It’s been known for some time that Google’s Android platform was largely inspired by (and some might say modeled after or copied from) Apple’s iPhone. Indeed, the original Android devices didn’t resemble today’s Android smartphones at all. In fact, Android was originally designed without any sort of touchscreen in mind, and the original “Google phone” concept resembled a Blackberry more than an iPhone.
A fascinating except published in The Atlantic (via Daring Fireball) from Fred Vogelstein’s new book, Dogfight: How Apple and Google Went to War and Started a Revolution, casts some even more interesting light on just how badly Google crapped their pants when they first saw the iPhone.
The article points out what can only be a truly horrified response coming from Google Android engineer Chris DeSalvo (emphasis added):
“As a consumer I was blown away. I wanted [an iPhone] immediately. But as a Google engineer I thought ‘We’re going to have to start over’” Chris DeSalvo said. “What we had suddenly looked so… nineties. It’s just one of those things that are obvious when you see it.”
And another fascinating tidbit from that Atlantic article, with another frightened iPhone response from none other than Android team director Andy Rubin (once again, emphasis added):
On the day Jobs announced the iPhone, the director of the Android team, Andy Rubin, was six hundred miles away in Las Vegas, on his way to a meeting with one of the myriad handset makers and carriers that descend on the city for the Consumer Electronics Show. He reacted exactly as DeSalvo predicted. Rubin was so astonished by what Jobs was unveiling that, on his way to a meeting, he had his driver pull over so that he could finish watching the webcast.

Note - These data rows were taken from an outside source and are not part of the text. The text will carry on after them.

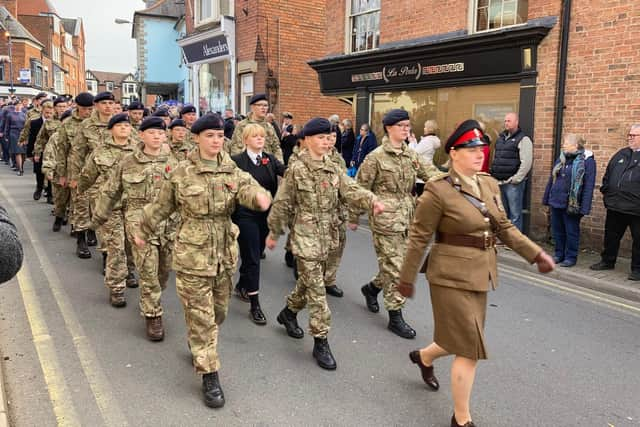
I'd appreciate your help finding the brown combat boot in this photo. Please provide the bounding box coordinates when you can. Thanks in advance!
[109,291,127,308]
[145,316,164,341]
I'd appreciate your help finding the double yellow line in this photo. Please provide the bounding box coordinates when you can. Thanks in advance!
[0,183,128,426]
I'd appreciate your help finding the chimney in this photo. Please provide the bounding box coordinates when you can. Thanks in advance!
[0,0,18,19]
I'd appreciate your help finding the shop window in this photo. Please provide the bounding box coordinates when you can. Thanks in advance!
[371,83,520,169]
[349,0,380,52]
[472,0,529,31]
[195,0,233,26]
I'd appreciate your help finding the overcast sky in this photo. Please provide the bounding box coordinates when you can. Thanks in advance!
[50,0,145,73]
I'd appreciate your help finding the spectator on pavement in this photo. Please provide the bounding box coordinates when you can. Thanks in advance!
[491,113,533,231]
[591,123,640,280]
[542,133,596,267]
[0,206,23,283]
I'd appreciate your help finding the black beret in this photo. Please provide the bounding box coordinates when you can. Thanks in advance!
[60,108,73,121]
[191,113,224,134]
[138,116,167,132]
[302,117,331,137]
[76,92,93,107]
[382,109,409,126]
[169,119,187,129]
[444,119,487,154]
[128,101,144,111]
[180,104,196,115]
[152,108,170,117]
[249,93,267,105]
[107,113,129,129]
[93,92,116,104]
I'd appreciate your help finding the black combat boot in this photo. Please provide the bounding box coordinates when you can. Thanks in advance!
[202,372,224,408]
[360,282,382,313]
[87,230,98,246]
[313,338,336,371]
[387,310,416,339]
[76,230,91,259]
[277,307,304,338]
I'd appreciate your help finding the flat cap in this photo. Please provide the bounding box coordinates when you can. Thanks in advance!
[302,117,331,137]
[169,119,187,129]
[444,119,487,154]
[93,91,116,104]
[76,92,93,107]
[138,116,167,132]
[191,113,224,134]
[107,113,129,129]
[382,108,409,126]
[249,93,267,105]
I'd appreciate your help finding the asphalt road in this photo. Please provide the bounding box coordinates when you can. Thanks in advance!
[0,165,640,427]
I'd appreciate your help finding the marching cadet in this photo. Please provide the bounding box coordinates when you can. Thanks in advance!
[266,118,384,370]
[398,120,554,427]
[67,92,115,258]
[42,110,72,232]
[349,110,440,339]
[92,117,177,341]
[169,119,194,162]
[55,92,93,237]
[135,114,271,408]
[78,113,135,307]
[229,93,284,163]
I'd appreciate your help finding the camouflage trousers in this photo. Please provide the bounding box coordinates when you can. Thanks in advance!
[100,210,129,293]
[128,239,173,317]
[176,271,233,374]
[51,181,70,218]
[287,257,331,338]
[372,232,407,310]
[324,223,347,286]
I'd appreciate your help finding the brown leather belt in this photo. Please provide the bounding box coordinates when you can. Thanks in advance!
[436,231,496,249]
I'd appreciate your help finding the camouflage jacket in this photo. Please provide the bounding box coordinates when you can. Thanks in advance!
[55,109,82,177]
[138,149,271,277]
[267,150,375,260]
[349,137,440,234]
[92,146,179,245]
[67,111,110,180]
[229,113,284,163]
[33,119,62,157]
[78,136,135,201]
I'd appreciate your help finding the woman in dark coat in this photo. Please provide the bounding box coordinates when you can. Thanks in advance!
[542,133,596,267]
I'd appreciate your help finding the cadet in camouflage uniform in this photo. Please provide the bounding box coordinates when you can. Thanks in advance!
[67,92,115,258]
[349,110,439,338]
[266,118,384,369]
[136,114,271,408]
[55,92,93,236]
[78,113,135,307]
[229,93,284,163]
[169,119,194,162]
[92,117,177,341]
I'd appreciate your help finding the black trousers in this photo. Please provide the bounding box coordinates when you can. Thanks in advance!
[233,213,269,293]
[601,209,640,272]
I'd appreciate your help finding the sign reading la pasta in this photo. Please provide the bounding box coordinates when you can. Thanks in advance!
[182,35,229,64]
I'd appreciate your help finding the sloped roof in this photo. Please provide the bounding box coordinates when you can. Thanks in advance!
[0,6,44,47]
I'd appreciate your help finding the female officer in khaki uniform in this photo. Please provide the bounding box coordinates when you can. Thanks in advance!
[398,120,554,427]
[135,114,271,408]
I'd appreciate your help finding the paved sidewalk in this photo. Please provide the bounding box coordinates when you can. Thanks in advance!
[499,242,640,302]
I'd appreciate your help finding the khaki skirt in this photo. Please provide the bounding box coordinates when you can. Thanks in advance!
[429,284,487,360]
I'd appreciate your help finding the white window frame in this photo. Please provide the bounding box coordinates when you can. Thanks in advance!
[470,0,530,33]
[345,0,382,53]
[198,0,234,27]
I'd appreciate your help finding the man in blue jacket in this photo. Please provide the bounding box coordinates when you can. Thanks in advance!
[591,123,640,280]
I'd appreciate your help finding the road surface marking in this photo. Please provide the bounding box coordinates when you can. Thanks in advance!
[17,265,81,426]
[0,183,128,426]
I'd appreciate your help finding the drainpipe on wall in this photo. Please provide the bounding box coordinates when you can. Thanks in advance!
[551,0,571,162]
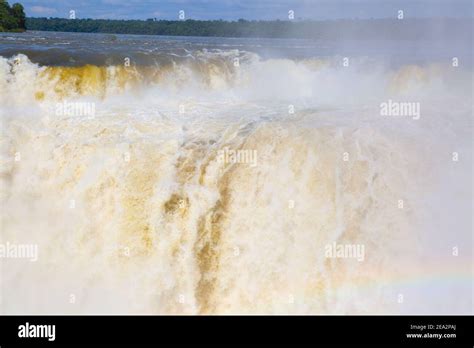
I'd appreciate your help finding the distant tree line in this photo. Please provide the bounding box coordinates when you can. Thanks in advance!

“Holy crap,” he said to one of his colleagues in the car. “I guess we’re not going to ship that phone.”
Steve Jobs famously claimed that Android was a stolen product in comments published in his official biography by Walter Isaacson – and from the nuggets revealed in the new book, it seems he wasn’t far off at all.
“I will spend my last dying breath if I need to, and I will spend every penny of Apple’s $40 billion in the bank, to right this wrong. I’m going to destroy Android, because it’s a stolen product. I’m willing to go thermonuclear war on this.”
Apple still has yet to sue Google directly regarding Android – but it certainly clear that Apple shook up the entire mobile industry in a bigger way than anyone could have imagined. Even Google immediately saw how significant the iPhone was. They scrapped their entire Android project and started from scratch!